MAKALAH CARA MEMAHAMI GAYA BAHASA AL-QUR'AN
BAB I
PENDAHULUAN
A. Latar Belakang
Al-Quran merupakan bukti
kebenaran nabi Muhammad saw sekaligus petunjuk untuk umat manusia kapan dan
dimana pun, memiliki berbagai macam keistimewaan. Keistimewaan tersebut antara
lain susunan bahasanya yang unik dan memesonakan, sifat agung yang tidak ada
seseorangpun mendatangkan yang serupa, dan bentuk undang-undangnya yang
prehensif melebihi undang-undang yang di buat oleh manusia, dan membuat
peraturan yang tidak pertentangan dengan pengetahuan umum yang di pastikan
kebenarannya, dan memenuhi segala sesuatu kebutuhan manusia, dan mengandung
makna –makna yang dapat dipahami oleh siapapun yang memahami bahasanya walaupun
tingkat pemahamannya yang berbeda-beda.
Oleh karena itu Al-Quran adalah suatu mushaf yang sangat istimewa dan yang
sangat sempurna dan tidak ada keraguan di dalam Al-Quran ini baik tentang hukum
dan baik tentang di kehidupan sehari-hari.
B. Rumusan
Masalah
Adapun rumusan masalah dari makalah ini yaitu :
1.
Bagaimana cara memahami
gaya bahasa Al-quran dalam memerintah?
2.
Apa sajakah metode Al-quran dalam mengerjakan
perbuatan?
3.
Apa sajakah metode dalam meminta meninggalkan
perbuatan?
4.
Apa sajakah metode Al-quran dalam memilih?
5.
Apa sajakah metode Al-quran dalam menjelaskan hukum?
C.
Tujuan
1. Untuk mengetahui cara memahami gaya bahasa Al-quran
dalam memerintah.
2. Untuk mengetahui metode dalam mengerjakan perbuatan.
3. Untuk mengetahui metode dalam
meninggalkan perbuatan.
4. Untuk mengetahui metode Al-quran dalam
memilih.
5. Untuk mengetahui metode dalam menjeskan
hukum.
D. Manfaat
1.
Makalah ini bermanfaat untuk
mahasiswa supaya mengetahui tentang gaya bahasa Al-quran dalam
pemerintahan.
2.
Makalah
ini bertujuan juga untuk memudahkan mahasiswa dalam mengetahui sejarah-sejarah
dalam gaya bahasa Al-quran dalam memerintah.
BAB II
PEMBAHASAN
A.
Gaya Bahasa
Al-quran Dalam Memerintah
Gaya bahasa Al-quran selalu menarik
untuk di kaji lantaran keindahan makna dan struktur yang dimilikinya. Di dalam stilistika[1]

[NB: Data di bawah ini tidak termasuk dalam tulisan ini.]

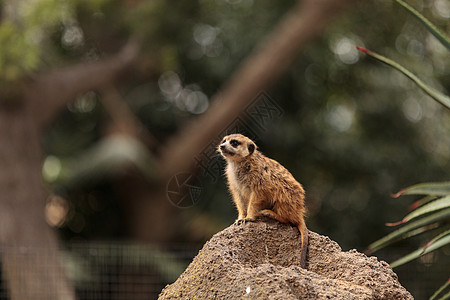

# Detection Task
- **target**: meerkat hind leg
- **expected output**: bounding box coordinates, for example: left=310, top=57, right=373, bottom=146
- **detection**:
left=259, top=209, right=289, bottom=223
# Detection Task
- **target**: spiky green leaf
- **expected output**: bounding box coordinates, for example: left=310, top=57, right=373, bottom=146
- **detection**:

arab, gaya bahasa strukturnya berbedadengan yang biasanya ini di kenal
dengan nama iltifa>t. Secara bahasa iltifa>t berarti berpaling atau memalingkan wajah
kepadanya, menoleh, berbelok atau. Para linguis bahasa arab telah memberikan
beberapa definisi tentang iltifa>t. Menurunt Abdul Qadir Hsein,
iltifa>t adalah perpindahan atau perubahan bentuk dhamir khita>b
atau dhamir ghaibah atau dhamir takallum menjadi bentuk dhamir yang lain
dari bentuk-bentuk tersebut, dengan syarat dhamirnya tetap kembali pada bentuk
yang sama. Dan contoh iltifa>t dalam Al-quran:[2]
Q.S.Al-baqorah:90:
90. Alangkah buruknya( hasil
perbuatan ) mereka menjual dirinya sendiri dengan kekafiran kepada apa yang
telah di turunkan Allah, karena dengki bahwa Allah menurunkan karunia-Nya,
kepada siapa yang di kehendaki-Nya di antara hamba-hamba-Nya. Karena itu mereka
mendapat murka sesudah (mendapat) kemurkaan. Dan untuk orang kafir siksaan yang
menghinakan.
Hukum taklifi
terbagi menjadi lima yaitu : wajib, sunnah, haram, makruh, mubah. Pembagian ini didasarkan pada realita bahwa pembicaraan
seseorang kepada orang lain mencakup dua kemungkinan, yaitu tuntunan atau
pilihan.
Tuntunan terbagi menjadi dua, yaitu
tuntunan untuk mengerjakan sesuatu dan tuntunan untuk meninggalkan sesuatu. Dan
tuntunan untuk mengerjakan sesuatu terbagi menjadi dua; jika tuntutan tersebut
dalam keharusan maka ia adalah kewajiban, maka sesuatu yang di minta untuk di
kerjakan tersebut di namakan wajib. Dan jika tuntunan tersebut tidak berbentuk
keharusan, ia adalah anjuran, maka sesuatu yang diminta untuk dikerjakan
tersebut dinamakan mandub (sunnah).[3]
Adapun tuntunan untuk meninggalkan
sesuatu juga terbagi menjadi dua; jika tuntunan (untuk meninggalkan)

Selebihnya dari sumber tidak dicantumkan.